# Squirrel



## natureboy922 (Jul 5, 2013)

Hey guys haven't posted lately cause I've been busy but today I saw a squirrel climb up a tree from inside my house so I grabbed my slingshot went outside grabbed some nice gravel and walked around up to the tree and there he was sitting up on a high limb I pulled the pouch back to my ear and let her fly and connected with a solid head shot here he is.


----------



## Emitto (Sep 11, 2013)

Nice shot bud, what tubes are those?

cheers!


----------



## natureboy922 (Jul 5, 2013)

Thanks Emitto but to be completely honest I do not know I think 2040 but I don't know


----------



## Charles (Aug 26, 2010)

Way to go! Good job using a stone ...

Cheers .... Charles


----------



## natureboy922 (Jul 5, 2013)

Thanks charles


----------



## wll (Oct 4, 2014)

natureboy922 said:


> Thanks Emitto but to be completely honest I do not know I think 2040 but I don't know


That's amazing if it is 2040. I got 195fps with 3/8" steel with 3050 !, barely enough zip to hurt a mouse.

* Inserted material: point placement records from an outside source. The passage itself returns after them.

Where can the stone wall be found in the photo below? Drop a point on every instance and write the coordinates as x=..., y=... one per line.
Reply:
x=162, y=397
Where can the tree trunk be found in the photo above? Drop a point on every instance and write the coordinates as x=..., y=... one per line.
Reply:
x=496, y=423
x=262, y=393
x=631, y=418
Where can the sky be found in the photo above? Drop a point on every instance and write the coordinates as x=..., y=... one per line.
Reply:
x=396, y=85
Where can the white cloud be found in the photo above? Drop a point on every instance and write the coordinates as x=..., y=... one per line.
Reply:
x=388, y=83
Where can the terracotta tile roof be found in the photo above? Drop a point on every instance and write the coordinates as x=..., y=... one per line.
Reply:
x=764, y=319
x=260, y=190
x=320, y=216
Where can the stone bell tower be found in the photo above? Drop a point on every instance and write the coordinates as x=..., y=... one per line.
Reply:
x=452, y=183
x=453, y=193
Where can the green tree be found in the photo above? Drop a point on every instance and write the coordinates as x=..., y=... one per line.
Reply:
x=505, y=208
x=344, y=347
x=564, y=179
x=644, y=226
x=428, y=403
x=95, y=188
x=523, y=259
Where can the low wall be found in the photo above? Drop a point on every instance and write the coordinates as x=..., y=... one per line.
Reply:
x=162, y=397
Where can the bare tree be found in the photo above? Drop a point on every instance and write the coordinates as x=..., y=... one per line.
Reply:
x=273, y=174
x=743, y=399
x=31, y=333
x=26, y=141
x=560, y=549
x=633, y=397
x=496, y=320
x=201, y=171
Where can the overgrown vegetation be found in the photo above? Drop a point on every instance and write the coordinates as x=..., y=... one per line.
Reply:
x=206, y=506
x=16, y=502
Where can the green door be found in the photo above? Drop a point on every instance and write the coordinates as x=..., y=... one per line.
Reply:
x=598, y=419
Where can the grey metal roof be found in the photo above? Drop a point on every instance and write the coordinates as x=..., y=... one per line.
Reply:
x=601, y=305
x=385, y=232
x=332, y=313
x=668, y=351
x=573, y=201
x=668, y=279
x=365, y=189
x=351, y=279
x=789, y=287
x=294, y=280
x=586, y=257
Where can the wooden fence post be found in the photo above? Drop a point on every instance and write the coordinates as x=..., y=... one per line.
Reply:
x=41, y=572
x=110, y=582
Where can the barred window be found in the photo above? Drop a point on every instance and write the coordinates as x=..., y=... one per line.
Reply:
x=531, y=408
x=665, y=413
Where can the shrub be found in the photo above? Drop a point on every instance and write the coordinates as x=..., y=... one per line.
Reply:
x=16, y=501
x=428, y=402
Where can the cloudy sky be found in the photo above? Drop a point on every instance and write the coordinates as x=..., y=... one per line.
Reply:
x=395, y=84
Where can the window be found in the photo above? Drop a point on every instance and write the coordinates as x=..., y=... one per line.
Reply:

It would have had a hard time throwing a stone of any size out of the slingshot ! ... my 3050 must have been very bad stuff.

wll


----------



## natureboy922 (Jul 5, 2013)

Maybe that is not what it is wll but I honestly do not know what it is


----------



## wll (Oct 4, 2014)

natureboy922 said:


> Maybe that is not what it is wll but I honestly do not know what it is


Nice shooting BTW ;- )

And with a stone to boot ;- ) very nice.

wll


----------